Because with 24% of GDP London is the motor and the gateway.

The answer is to create the most favourable tax environment in Europe with no new taxes and no increases in rates and no one rich or poor to pay more than 50% of their income in tax.

Not because we want to create a tax haven for the rich but because that it is the way to stimulate the income we need to pay for this national programme of cohesion.

And I want to explain why this matters so much.

This idea of national cohesion

Because I am not a nationalist if by that you mean a xenophobe or someone that deprecates other countries and cultures – far from it.

But I do believe that the idea of belonging to a nation or group can be immensely powerful and positive.

And I remember the moment this country came together during the 2012 Olympics and there were two great emotions at work.

A sense of joy at being able to welcome the world to the UK and to show off our capital and that feeling was globalist and internationalist.

But there was also deep pride in this country.

Because in the end we were rooting for team GB and we were doing it together.

And there should be nothing embarrassing about that feeling because if people have that sense of belonging and being part of the same team then you will massively increase not just their sense of community and obligation to each other but also their sense of what they can achieve.
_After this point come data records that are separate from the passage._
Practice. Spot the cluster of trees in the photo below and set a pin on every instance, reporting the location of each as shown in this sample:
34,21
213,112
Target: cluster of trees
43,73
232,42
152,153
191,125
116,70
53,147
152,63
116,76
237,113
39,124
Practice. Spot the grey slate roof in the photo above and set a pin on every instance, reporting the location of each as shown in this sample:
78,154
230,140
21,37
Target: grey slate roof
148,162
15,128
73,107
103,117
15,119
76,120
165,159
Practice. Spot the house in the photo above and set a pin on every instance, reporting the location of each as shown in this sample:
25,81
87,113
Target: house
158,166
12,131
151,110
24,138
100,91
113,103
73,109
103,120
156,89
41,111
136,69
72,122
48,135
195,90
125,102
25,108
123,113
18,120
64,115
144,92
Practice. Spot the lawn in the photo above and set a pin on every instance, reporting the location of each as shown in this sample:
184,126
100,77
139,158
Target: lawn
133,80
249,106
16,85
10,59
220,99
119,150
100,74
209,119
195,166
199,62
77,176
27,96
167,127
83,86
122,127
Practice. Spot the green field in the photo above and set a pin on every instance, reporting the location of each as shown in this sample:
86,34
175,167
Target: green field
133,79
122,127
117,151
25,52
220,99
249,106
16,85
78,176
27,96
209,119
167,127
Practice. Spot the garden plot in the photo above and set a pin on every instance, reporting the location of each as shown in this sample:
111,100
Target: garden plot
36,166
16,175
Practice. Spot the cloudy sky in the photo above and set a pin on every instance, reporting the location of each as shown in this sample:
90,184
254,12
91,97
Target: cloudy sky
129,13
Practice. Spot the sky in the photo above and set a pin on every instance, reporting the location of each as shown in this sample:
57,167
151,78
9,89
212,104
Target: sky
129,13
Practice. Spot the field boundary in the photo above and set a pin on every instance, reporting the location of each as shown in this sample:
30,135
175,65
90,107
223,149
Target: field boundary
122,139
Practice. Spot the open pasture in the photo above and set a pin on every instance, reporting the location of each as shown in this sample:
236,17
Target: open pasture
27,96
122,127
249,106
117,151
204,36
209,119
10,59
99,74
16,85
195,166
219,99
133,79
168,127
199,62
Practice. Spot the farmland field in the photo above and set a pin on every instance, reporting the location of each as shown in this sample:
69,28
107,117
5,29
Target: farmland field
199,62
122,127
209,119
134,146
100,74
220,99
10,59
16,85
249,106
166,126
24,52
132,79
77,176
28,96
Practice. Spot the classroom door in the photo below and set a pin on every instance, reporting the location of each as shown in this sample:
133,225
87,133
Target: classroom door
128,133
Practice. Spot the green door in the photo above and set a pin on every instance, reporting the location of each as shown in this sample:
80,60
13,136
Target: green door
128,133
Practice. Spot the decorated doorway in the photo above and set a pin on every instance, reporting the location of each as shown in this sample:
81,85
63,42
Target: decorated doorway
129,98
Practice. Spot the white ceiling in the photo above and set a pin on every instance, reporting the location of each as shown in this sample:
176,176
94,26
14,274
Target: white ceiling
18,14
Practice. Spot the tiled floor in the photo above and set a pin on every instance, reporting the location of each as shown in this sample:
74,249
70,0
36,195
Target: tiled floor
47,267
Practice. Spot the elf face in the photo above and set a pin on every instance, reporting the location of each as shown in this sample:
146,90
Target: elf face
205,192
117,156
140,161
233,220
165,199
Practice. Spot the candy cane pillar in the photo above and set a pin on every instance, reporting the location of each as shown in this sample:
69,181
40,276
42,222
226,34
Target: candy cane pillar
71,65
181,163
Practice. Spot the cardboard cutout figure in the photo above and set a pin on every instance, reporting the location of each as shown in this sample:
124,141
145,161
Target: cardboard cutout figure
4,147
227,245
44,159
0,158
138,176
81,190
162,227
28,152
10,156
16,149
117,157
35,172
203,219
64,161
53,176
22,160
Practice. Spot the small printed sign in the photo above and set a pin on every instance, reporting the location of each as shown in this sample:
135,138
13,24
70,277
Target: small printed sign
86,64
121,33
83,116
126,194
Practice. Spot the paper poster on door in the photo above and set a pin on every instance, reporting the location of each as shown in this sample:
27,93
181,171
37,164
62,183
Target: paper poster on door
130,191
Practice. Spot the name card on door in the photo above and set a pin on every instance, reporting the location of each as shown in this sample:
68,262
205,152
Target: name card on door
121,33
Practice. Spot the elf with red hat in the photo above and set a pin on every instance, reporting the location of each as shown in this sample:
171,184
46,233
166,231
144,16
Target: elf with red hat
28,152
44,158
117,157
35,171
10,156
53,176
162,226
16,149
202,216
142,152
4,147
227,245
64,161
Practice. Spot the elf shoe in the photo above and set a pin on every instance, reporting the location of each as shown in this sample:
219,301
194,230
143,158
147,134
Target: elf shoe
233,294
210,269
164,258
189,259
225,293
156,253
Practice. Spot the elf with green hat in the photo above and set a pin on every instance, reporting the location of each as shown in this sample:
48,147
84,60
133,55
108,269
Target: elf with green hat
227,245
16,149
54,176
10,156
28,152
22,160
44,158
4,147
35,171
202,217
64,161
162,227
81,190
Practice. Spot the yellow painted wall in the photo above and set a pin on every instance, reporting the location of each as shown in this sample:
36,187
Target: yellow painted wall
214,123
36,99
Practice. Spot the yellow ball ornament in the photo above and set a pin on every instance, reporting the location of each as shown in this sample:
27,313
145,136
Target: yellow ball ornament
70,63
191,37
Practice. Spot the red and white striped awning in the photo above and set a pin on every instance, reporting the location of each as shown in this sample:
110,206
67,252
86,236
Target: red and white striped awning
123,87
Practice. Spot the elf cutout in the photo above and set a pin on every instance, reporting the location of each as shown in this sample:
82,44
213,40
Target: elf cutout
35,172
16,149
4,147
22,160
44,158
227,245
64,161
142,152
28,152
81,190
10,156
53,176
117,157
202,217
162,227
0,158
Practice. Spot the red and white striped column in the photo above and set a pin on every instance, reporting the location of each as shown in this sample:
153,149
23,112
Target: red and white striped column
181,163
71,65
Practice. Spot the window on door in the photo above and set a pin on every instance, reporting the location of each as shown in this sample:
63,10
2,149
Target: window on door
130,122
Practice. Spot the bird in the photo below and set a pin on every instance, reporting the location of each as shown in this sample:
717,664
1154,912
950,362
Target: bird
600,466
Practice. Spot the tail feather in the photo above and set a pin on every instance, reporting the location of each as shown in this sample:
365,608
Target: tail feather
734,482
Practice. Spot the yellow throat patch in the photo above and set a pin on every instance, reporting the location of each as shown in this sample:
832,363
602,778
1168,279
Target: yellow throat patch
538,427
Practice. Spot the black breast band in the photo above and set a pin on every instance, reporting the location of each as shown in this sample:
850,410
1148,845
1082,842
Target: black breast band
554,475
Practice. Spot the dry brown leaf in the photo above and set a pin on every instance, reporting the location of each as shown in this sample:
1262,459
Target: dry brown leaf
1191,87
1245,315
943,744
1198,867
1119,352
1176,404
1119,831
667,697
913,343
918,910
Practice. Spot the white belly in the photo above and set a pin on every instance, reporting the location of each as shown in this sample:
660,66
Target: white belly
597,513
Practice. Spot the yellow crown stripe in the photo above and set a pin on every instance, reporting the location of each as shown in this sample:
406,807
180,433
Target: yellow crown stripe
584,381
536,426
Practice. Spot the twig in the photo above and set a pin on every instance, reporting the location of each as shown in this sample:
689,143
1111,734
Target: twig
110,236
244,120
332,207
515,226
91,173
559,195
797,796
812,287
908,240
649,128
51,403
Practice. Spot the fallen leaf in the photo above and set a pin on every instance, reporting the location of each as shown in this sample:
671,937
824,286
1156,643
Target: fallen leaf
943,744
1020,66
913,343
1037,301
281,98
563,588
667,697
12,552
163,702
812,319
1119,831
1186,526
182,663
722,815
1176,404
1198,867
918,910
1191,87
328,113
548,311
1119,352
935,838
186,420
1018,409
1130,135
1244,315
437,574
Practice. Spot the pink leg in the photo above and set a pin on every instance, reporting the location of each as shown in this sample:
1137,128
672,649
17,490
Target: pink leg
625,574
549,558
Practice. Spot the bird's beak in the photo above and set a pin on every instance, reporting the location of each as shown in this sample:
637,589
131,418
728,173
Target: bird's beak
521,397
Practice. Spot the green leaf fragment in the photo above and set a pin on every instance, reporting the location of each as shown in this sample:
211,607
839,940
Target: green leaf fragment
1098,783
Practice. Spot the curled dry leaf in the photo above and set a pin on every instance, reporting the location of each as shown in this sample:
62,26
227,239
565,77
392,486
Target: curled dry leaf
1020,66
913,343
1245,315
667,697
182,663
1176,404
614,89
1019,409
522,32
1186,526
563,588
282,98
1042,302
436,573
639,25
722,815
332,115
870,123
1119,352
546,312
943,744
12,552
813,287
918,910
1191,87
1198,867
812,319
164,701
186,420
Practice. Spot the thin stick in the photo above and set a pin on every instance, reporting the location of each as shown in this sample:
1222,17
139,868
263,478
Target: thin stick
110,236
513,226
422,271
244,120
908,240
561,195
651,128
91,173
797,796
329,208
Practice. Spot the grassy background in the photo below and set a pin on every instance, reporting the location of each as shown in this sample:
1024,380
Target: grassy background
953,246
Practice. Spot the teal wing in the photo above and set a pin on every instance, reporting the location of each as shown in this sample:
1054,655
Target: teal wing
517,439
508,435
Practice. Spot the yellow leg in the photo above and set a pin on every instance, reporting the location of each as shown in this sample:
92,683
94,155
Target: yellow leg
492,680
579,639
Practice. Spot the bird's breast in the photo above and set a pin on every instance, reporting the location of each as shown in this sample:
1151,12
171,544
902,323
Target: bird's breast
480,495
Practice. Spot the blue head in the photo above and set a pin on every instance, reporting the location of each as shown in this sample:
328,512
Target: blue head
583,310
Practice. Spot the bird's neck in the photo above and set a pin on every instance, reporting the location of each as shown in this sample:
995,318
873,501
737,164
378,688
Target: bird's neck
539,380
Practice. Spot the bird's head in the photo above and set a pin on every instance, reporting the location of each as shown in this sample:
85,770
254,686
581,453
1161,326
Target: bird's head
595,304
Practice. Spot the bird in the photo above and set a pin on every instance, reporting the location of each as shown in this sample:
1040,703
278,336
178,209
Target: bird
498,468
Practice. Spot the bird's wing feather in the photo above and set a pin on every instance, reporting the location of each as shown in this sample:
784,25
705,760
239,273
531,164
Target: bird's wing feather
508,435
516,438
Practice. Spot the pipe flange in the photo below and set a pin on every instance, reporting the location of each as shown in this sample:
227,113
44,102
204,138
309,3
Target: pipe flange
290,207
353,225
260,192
And if we can harness that spirit of teamwork and self-belief then we will easily meet the challenge of Brexit and indeed I believe if we get it right we can use this experience to reinforce our national optimism and confidence.

Because every study shows that people feel happiest and most successful when they have control over their lives.

And it is that feeling of autonomy, the self-determination which goes hand in hand with pride, that is ultimately what Brexit is all about.

The excitement and satisfaction that comes from the sense of having our destiny in our hands.

And using that autonomy to innovate in tech or data or bio-science or artificial intelligence or robotics or finance in a way that may be undreamt of by the EU commission.

And this should be the greatest place in the world in which to turn a wacky idea into a world-beater.

Joseph Cyril Bamford came up with the idea of mounting a great big shovel on the front of a tractor in 1945.

And the world is now populated with the descendants of that tractor – and nothing and no one will stop their spread.

And to achieve that creative autonomy we must follow the logic of what parliament has voted for.

No to this deal and yes to exit on March 29.

And whatever terms we come up with for exit – and I believe they will be favourable – I confidently prophesy that with their infinite resource the people of this country will manage the change.

And I tell you now that whatever the doomsters may say:

There will still be Mars Bars made in this country from April

There will still be drinking water.

The planes will fly.

And as JCB has demonstrated there is absolutely nothing, no bureaucratic prejudice or impediment, that has been able to stop a British-made backhoe loader from roaring on to building sites around the world – and creating thousands of jobs in this country.

So let us fire up the engines, emulate the spirit of JCB and remove from our path the backstop that is the last Brussels-built obstruction to a global Britain.